Dit blijkt uit onderzoek van kinderverpleegkundige en orthopedagoog Esther Sulkers van het Universitair Medisch Centrum Groningen. Ook ouders raken al snel aan de extra zorgtaken gewend. Sulkers promoveert op 4 februari aan de Rijksuniversiteit Groningen op haar proefschrift.
De meeste kinderen met kanker en hun ouders blijken weinig psychische klachten te hebben. Dit ondanks dat de diagnose en behandeling van kinderkanker zowel voor kind als ouders zeer ingrijpend zijn. Veel minder goed is bekend hoe komt het dat zij zo veerkrachtig zijn. Esther Sulkers ging na welke onderliggende factoren gerelateerd zijn aan die veerkracht van kinderen en ouders. Specifiek keek zij naar copingmechanismen bij de kinderen in het eerste jaar na diagnose en naar het verloop van zorggerelateerde stress bij ouders.
Minder pessimistisch dan leeftijdgenoten
Uit het onderzoek van Sulkers blijkt dat kinderen met kanker minder pessimistisch zijn dan gezonde leeftijdgenoten. Zij verwachten niet zozeer dat er meer goede dingen gaan gebeuren, maar ze zijn minder geneigd te focussen op dingen die in de toekomst verkeerd kunnen gaan. Dit relatief lage niveau van pessimisme kan mede verklaren waarom psychische problemen in deze groep zo weinig voorkomen.
Persoonlijke doelen aanpassen
Diagnose en behandeling kunnen het leven ingrijpend veranderen, wat kan leiden tot verminderd welbevinden. Sulkers laat zien dat de kinderen goed hun persoonlijke doelen kunnen aanpassen, zodat deze meer in overeenstemming zijn met hun huidige situatie. Zij doen dit vooral door een doel tijdelijk te parkeren of door dit te vervangen door een wel bereikbaar doel. Bovendien blijkt dat zij meer dan hun leeftijdsgenoten intrinsieke doelen nastreven en belangrijk vinden. Ook zijn de doelen van kinderen met kanker meer concreet dan die van gezonde jongeren. Hun doelen veranderen niet tijdens het eerste jaar na de diagnose.
Positieve ervaringen
De resultaten van Sulkers’ onderzoek tonen aan dat ook kinderen met kanker positieve veranderingen in hun leven toeschrijven aan de ziekte. Zes maanden na de diagnose wisten alle kinderen een of meer dergelijke ervaringen te noemen. Hierbij is te denken aan ‘weten wie mijn beste vrienden zijn’, ‘weten hoeveel van me gehouden wordt’ en ‘gelukkig zijn en genieten van de goede dingen als ze zich voordoen’. Ook zes maanden later bleken deze ervaringen er nog steeds te zijn.
Stress ouders
In haar onderzoek betrok Sulkers ook de ouders van kinderen met kanker. Het blijkt dat zij aanvankelijk veel stress ervaren van de ziektegerelateerde zorgtaken, maar dat deze snel afnam tijdens de eerste drie maanden na diagnose. Alleenstaande moeders en bij moeders wier zieke kind het enige kind was, lieten meer stress zien.

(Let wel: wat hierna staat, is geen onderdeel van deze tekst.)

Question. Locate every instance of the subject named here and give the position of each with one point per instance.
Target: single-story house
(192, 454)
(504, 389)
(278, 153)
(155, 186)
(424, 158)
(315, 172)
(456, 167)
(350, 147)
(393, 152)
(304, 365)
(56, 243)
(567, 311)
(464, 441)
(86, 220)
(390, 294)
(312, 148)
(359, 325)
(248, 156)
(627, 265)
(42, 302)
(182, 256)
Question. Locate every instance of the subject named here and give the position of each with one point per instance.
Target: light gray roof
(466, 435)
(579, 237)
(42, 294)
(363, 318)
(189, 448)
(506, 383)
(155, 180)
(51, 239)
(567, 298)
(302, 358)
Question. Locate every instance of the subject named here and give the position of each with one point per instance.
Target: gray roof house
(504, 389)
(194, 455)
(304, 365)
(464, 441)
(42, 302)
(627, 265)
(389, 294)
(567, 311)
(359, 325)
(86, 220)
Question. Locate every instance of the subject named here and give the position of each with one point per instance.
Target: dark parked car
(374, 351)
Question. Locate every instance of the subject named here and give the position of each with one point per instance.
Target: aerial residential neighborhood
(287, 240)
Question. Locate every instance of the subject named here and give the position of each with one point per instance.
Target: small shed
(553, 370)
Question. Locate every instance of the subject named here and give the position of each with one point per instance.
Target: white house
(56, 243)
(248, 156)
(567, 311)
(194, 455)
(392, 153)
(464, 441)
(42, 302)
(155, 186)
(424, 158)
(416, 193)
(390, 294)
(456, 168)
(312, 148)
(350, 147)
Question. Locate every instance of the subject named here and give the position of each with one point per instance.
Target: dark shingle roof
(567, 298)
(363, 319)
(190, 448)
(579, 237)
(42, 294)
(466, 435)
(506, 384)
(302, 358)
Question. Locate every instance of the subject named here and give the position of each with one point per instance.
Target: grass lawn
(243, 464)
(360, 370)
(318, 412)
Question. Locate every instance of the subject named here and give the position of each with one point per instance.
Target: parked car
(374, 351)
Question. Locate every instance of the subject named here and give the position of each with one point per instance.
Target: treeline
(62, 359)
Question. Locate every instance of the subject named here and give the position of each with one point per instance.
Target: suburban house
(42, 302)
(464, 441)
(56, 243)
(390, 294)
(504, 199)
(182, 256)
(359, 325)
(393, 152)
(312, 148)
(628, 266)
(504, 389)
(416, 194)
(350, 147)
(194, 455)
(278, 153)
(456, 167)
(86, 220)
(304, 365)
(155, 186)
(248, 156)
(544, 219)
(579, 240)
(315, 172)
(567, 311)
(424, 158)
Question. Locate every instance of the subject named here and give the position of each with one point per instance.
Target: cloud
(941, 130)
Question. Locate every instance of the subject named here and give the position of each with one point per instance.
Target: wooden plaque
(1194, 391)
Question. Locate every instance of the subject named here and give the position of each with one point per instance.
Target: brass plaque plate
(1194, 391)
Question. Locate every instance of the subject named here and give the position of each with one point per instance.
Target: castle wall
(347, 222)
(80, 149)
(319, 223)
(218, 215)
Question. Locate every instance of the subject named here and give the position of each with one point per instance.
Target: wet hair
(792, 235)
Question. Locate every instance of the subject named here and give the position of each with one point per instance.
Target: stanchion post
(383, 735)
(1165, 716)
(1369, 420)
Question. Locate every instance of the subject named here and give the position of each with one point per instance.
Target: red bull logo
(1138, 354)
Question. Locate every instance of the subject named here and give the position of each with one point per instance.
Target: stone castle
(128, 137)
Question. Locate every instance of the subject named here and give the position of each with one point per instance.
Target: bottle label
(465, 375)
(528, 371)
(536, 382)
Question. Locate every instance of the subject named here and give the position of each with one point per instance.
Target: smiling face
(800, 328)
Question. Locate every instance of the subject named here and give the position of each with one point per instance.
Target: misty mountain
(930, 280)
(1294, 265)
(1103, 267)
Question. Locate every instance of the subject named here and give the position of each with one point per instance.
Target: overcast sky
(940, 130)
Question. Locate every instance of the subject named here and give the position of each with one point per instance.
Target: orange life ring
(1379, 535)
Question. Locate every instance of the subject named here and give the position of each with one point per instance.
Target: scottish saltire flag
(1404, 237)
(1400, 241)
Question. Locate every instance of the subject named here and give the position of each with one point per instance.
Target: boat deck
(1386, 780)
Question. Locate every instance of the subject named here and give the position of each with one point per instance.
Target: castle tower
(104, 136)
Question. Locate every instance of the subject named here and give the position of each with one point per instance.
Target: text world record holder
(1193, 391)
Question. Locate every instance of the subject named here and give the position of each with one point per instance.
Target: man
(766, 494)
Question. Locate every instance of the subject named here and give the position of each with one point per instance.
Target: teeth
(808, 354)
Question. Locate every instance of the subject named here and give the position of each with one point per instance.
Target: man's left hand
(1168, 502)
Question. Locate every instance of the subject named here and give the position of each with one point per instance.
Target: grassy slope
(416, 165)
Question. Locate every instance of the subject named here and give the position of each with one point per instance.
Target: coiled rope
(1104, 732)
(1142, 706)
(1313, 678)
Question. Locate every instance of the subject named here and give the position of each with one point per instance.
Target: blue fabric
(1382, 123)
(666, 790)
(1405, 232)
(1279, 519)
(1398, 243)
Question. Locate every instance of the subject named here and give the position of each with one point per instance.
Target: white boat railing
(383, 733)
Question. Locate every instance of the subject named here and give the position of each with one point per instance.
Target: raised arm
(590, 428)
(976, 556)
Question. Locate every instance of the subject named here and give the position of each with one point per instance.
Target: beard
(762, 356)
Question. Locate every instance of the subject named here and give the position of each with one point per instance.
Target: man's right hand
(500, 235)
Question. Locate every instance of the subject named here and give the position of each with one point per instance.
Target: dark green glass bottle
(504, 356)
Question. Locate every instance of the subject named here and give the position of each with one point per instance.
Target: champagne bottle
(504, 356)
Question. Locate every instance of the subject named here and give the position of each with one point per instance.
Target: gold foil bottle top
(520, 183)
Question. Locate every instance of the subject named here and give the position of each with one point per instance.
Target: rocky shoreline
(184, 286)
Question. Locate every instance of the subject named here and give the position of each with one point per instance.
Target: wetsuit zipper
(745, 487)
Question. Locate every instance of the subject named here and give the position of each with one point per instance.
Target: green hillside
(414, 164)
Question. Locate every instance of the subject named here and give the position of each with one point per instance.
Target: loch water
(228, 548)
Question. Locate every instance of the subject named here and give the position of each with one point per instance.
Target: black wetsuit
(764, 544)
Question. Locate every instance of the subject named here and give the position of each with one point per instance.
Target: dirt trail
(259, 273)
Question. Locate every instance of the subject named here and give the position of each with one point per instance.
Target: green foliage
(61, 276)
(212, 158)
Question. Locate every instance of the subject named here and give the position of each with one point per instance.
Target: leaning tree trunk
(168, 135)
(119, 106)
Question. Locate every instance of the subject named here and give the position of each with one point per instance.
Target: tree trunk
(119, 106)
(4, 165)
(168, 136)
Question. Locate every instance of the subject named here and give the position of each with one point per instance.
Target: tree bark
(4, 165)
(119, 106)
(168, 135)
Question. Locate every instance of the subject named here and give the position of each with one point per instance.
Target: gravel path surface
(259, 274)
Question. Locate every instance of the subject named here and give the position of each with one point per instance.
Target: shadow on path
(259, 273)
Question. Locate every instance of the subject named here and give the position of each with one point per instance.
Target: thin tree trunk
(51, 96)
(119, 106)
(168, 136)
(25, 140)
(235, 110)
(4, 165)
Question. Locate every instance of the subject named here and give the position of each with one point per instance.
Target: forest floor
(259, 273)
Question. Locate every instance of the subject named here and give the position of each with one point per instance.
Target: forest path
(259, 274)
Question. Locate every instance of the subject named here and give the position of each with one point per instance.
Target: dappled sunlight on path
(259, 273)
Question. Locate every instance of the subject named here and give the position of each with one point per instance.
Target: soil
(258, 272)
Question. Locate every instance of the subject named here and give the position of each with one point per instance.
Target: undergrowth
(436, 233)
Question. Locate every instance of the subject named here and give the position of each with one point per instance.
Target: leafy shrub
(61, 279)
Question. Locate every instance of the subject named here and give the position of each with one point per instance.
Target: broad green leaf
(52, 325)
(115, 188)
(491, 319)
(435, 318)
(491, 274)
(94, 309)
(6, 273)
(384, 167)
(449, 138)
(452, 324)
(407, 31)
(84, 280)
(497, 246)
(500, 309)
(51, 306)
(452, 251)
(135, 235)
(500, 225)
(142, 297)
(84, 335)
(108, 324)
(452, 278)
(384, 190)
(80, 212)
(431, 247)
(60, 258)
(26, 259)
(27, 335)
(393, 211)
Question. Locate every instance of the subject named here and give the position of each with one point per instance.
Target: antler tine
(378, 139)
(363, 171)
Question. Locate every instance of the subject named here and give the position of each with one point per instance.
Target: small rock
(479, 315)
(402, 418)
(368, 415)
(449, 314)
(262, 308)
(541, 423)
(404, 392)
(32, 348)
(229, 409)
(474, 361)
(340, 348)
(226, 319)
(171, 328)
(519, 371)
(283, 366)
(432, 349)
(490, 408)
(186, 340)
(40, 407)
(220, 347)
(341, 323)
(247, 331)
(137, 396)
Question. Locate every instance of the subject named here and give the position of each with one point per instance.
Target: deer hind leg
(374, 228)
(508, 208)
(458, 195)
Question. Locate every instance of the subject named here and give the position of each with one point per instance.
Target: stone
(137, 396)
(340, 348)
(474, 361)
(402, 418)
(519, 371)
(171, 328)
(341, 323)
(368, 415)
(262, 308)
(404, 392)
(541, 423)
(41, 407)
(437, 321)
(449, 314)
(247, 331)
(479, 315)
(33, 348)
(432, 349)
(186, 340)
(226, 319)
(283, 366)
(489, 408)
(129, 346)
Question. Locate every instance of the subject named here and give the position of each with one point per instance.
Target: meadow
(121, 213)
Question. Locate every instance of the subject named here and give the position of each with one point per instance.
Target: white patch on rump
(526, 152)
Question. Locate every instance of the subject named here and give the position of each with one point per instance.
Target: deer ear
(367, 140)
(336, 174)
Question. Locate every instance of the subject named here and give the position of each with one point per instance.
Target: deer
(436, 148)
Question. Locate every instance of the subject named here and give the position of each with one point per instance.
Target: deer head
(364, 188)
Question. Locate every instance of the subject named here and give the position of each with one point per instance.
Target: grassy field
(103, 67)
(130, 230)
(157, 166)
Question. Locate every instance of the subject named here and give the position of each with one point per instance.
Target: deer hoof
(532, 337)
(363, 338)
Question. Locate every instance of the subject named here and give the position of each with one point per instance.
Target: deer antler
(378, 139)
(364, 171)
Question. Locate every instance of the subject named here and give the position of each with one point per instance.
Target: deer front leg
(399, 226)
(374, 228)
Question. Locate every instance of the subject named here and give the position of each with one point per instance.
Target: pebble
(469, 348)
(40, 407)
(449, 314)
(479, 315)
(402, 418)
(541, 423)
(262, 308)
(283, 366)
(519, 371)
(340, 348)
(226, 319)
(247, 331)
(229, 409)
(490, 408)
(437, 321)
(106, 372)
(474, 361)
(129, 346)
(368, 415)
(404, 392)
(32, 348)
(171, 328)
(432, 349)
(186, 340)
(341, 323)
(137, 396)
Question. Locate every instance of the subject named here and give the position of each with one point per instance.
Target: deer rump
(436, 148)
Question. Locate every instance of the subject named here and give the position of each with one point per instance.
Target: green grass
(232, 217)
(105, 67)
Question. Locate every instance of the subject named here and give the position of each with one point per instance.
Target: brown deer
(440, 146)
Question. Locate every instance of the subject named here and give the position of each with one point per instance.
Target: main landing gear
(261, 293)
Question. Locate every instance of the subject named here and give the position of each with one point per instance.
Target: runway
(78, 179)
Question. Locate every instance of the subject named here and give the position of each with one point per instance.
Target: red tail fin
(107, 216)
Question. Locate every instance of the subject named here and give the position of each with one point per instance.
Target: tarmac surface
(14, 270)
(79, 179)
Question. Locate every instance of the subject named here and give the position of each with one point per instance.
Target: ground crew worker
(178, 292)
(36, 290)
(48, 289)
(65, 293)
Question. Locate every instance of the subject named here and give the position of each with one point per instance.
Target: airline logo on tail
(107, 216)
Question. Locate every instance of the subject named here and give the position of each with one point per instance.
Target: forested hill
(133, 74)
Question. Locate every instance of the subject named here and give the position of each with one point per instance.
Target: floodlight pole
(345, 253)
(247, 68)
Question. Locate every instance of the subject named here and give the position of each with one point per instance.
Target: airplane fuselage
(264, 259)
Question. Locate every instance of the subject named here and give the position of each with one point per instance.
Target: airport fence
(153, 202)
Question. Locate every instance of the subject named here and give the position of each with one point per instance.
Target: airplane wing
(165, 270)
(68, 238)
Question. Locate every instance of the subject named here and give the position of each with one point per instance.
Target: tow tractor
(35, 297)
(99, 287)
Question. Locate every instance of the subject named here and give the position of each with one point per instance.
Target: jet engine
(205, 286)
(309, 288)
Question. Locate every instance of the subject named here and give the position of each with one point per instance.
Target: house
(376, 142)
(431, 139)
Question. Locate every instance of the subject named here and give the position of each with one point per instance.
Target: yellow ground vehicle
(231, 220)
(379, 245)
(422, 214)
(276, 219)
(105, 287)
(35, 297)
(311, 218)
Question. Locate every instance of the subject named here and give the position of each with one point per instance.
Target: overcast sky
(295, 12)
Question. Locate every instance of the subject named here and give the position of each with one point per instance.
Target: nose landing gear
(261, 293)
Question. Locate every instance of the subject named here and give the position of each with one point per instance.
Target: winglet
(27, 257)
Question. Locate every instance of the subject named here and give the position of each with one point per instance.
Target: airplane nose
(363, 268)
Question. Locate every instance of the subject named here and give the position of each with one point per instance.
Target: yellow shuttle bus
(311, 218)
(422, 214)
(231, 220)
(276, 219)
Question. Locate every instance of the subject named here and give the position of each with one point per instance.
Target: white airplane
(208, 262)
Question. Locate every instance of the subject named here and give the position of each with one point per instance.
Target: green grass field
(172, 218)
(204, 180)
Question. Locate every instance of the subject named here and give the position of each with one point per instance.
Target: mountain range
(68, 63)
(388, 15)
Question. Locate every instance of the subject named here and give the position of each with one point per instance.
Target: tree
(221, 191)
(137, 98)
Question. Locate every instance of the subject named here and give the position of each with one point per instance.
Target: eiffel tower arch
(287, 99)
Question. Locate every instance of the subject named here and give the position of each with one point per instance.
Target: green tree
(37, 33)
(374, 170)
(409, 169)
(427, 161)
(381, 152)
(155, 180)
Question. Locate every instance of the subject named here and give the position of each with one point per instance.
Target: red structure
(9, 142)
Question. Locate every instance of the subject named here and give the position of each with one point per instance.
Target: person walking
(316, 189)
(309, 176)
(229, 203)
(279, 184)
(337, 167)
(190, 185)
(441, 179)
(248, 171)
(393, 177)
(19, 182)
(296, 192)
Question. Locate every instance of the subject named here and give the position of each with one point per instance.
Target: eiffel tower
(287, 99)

Aanknopingspunten voor aanpassingsproces
Volgens Sulkers kunnen de snel optredende mechanismen van aanpassingen verklaren dat kinderen met kanker en hun ouders zo veerkrachtig zijn. Sulkers: ‘Dit biedt aanknopingspunten voor de begeleiding van kinderen en ouders bij wie dit aanpassingsproces minder gunstig verloopt’. Zij pleit voor meer onderzoek over de precieze beïnvloeding van de mechanismen op het aanpassingsproces.